Farmers Must Now Track Carbon Footprint of Biofuel Crops
Published Date: 1/17/2025
Rule
Summary
Starting January 17, 2025, farmers growing crops for biofuels will follow new rules to measure and report how their climate-smart farming methods cut greenhouse gas emissions. These guidelines help farmers prove their eco-friendly practices and track progress, opening doors to environmental markets. If you grow or work with biofuel crops, get ready to share your data and maybe earn rewards for going green!
Analyzed Economic Effects
5 provisions identified: 1 benefits, 3 costs, 1 mixed.

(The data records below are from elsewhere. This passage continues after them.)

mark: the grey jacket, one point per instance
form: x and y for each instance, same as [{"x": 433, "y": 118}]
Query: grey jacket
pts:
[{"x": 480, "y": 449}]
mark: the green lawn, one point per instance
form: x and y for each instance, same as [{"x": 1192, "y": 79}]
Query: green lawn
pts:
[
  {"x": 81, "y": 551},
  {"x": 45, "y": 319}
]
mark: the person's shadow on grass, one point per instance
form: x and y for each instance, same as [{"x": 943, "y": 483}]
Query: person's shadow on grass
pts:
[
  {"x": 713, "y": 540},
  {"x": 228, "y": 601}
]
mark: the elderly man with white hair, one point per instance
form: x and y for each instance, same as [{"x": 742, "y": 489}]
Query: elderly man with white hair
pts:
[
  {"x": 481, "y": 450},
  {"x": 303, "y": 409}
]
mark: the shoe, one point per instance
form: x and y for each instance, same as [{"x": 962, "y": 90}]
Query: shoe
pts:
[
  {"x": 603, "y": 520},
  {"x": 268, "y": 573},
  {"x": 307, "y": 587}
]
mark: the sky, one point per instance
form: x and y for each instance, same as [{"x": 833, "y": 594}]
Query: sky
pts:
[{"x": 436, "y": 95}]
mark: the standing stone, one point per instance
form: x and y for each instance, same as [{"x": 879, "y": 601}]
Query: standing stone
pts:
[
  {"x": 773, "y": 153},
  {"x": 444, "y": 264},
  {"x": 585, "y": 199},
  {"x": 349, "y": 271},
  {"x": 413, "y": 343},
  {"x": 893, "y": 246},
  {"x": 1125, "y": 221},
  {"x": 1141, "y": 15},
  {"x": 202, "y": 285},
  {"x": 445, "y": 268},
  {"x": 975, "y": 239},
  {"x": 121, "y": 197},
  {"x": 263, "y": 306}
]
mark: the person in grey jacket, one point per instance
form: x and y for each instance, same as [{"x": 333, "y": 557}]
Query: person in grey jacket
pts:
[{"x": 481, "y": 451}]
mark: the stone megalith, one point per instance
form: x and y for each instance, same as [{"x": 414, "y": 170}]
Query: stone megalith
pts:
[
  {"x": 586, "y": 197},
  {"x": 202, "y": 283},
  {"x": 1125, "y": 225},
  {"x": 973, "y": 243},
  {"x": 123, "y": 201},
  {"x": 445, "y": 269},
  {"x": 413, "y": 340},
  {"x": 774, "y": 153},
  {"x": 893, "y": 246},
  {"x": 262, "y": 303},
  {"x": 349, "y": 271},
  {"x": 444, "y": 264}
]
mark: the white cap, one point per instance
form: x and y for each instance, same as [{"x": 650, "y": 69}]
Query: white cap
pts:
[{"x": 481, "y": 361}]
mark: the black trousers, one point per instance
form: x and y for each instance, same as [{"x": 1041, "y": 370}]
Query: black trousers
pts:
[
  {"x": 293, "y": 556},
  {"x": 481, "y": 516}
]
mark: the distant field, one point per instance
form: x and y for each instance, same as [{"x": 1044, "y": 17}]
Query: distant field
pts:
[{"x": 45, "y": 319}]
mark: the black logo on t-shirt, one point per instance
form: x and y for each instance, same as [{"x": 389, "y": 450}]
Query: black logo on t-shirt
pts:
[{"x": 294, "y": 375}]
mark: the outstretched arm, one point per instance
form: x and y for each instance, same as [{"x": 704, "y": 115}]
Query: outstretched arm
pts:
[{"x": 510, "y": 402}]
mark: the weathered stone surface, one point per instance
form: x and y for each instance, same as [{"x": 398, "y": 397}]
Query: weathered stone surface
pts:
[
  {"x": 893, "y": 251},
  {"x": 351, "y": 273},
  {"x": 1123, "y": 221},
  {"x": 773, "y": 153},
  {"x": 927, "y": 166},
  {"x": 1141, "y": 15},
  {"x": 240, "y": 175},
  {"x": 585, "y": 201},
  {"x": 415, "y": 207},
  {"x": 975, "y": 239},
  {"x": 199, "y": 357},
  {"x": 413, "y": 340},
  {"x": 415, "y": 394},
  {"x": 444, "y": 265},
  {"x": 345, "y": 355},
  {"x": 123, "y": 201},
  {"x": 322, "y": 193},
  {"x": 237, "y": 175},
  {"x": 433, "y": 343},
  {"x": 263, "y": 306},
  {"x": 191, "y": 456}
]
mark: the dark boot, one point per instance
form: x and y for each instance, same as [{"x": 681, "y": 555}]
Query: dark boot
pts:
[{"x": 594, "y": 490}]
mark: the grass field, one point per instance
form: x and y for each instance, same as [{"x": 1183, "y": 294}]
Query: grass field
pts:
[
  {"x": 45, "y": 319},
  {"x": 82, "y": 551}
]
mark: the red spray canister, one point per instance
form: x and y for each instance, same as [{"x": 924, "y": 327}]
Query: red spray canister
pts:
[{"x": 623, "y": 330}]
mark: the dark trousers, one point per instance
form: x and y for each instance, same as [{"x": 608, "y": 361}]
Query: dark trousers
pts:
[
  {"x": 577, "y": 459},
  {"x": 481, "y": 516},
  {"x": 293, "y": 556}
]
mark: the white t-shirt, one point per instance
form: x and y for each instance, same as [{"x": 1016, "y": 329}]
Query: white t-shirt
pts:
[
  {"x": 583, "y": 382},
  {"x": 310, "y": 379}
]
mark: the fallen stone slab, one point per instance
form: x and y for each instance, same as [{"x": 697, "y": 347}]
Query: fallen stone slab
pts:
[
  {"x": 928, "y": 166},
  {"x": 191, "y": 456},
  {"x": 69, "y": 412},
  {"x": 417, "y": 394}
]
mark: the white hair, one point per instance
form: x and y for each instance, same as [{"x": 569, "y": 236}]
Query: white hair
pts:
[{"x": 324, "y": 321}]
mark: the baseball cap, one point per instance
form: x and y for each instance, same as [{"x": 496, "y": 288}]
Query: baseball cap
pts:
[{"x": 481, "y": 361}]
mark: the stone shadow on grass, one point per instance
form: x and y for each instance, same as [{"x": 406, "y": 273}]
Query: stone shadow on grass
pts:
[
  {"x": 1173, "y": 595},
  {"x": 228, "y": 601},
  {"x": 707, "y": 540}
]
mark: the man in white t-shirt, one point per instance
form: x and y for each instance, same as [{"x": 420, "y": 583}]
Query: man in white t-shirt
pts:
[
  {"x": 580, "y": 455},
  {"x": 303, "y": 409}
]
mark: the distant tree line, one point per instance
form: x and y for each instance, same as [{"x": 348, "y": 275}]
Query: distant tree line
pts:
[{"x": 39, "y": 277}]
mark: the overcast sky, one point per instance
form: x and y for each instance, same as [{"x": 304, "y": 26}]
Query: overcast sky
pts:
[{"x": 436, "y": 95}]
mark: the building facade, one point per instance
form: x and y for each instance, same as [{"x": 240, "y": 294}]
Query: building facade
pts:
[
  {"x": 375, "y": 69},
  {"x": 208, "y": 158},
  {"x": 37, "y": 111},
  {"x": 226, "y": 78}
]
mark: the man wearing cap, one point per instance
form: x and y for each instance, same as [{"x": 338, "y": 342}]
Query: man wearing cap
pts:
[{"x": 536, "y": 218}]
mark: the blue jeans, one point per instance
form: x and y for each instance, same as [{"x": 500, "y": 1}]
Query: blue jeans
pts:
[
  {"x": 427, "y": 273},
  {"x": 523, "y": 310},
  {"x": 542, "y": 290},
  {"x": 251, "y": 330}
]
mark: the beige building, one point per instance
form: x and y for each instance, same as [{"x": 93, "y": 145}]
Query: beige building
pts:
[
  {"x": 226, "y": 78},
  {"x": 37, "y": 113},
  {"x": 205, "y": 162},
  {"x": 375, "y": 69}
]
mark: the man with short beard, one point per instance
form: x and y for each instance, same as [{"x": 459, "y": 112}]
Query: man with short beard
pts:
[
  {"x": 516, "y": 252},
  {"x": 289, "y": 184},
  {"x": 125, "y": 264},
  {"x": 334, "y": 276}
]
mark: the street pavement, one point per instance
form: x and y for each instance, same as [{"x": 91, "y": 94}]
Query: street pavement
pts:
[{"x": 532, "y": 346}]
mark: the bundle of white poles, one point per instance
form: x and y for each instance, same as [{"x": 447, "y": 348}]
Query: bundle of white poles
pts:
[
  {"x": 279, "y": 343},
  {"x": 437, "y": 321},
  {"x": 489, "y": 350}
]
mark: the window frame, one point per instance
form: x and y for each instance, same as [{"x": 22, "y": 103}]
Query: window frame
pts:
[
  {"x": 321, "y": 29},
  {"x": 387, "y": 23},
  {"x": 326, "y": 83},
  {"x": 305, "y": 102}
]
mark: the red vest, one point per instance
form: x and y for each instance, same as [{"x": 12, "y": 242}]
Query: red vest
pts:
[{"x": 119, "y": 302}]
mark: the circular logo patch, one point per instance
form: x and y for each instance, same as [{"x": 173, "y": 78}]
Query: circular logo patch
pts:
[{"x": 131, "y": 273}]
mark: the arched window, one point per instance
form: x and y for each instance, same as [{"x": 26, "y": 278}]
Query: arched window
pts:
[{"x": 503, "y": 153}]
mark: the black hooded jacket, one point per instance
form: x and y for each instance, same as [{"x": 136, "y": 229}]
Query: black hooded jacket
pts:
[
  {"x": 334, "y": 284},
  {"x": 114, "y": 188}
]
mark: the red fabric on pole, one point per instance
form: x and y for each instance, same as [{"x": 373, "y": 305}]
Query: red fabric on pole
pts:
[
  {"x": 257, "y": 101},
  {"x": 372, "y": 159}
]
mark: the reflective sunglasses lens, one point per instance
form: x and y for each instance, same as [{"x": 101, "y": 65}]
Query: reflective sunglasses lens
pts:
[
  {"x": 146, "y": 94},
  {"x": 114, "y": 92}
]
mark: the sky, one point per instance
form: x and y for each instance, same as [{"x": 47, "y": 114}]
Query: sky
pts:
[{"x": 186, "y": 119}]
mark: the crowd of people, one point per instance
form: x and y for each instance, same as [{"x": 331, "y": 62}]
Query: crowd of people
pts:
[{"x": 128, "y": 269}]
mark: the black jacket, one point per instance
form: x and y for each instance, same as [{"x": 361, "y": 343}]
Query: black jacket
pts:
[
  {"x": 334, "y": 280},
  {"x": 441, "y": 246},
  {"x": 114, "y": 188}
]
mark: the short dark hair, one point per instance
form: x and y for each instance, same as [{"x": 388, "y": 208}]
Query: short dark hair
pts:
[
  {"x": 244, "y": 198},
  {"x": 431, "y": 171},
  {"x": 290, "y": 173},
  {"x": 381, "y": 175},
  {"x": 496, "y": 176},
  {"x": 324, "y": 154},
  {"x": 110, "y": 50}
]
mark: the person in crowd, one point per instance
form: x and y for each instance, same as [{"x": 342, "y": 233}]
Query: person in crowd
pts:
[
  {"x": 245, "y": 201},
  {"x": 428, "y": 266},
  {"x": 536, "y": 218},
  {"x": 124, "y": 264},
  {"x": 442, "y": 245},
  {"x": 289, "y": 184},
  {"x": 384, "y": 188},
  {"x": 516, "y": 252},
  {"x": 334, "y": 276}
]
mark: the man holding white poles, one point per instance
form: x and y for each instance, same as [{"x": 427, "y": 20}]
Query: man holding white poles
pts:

Farmers must measure and report CI
If you grow biofuel feedstock crops (field corn, soybeans, or sorghum) and use climate-smart agriculture practices, you must quantify and report a farm-level carbon intensity (CI) using USDA’s FD-CIC tool once finalized, prepare a Biofuel Feedstock Report with a Farm Producer Attestation, and give that report to the first point of aggregation when you sell reduced-CI crop. These requirements take effect January 17, 2025, and you must keep all related records for 5 years.
Annual audits and verifier accreditation
All first points of aggregation, intermediary entities, and biofuel refiners handling reduced-CI crops or processed products must be audited annually by an accredited third-party verifier; verifiers must be accredited to ISO 14065 by a member of the International Accreditation Forum. Farm suppliers to a first point of aggregation will be audited as a sample each year; the minimum farm audit sample size must be at least the square root of the number of supplying farms (for 51 suppliers the sample is at least 8).
Mass-balance records and 3-month windows
Entities that buy, sell, or process reduced-CI crops must operate a mass balance accounting system so outgoing reduced-CI volumes do not exceed incoming volumes, document continuous mass-balance time periods that may not exceed three months, and retain mass-balance records for 5 years. Processors must also track crushing yield and convert processed products back to crop equivalents using that yield.
Potential to earn premium for reduced‑CI crops
The rule establishes traceability and verification for reduced‑CI feedstocks so farm producers, elevators, processors, and refiners could sell products with environmental attributes and may be able to earn a premium price for reduced‑CI biofuel feedstock in environmental service markets. USDA states these guidelines facilitate participation in such markets but does not itself create a market.
Which crops and practices qualify
The rule applies domestically to field corn, soybeans, and sorghum only; it recognizes CSA practices that qualify for reduced-CI status such as no‑till, reduced till (STIR value no greater than 80), cover crops, nitrification inhibitors, split in‑season nitrogen application, and no fall nitrogen application. Intermediate oilseeds and canola are excluded from this rule.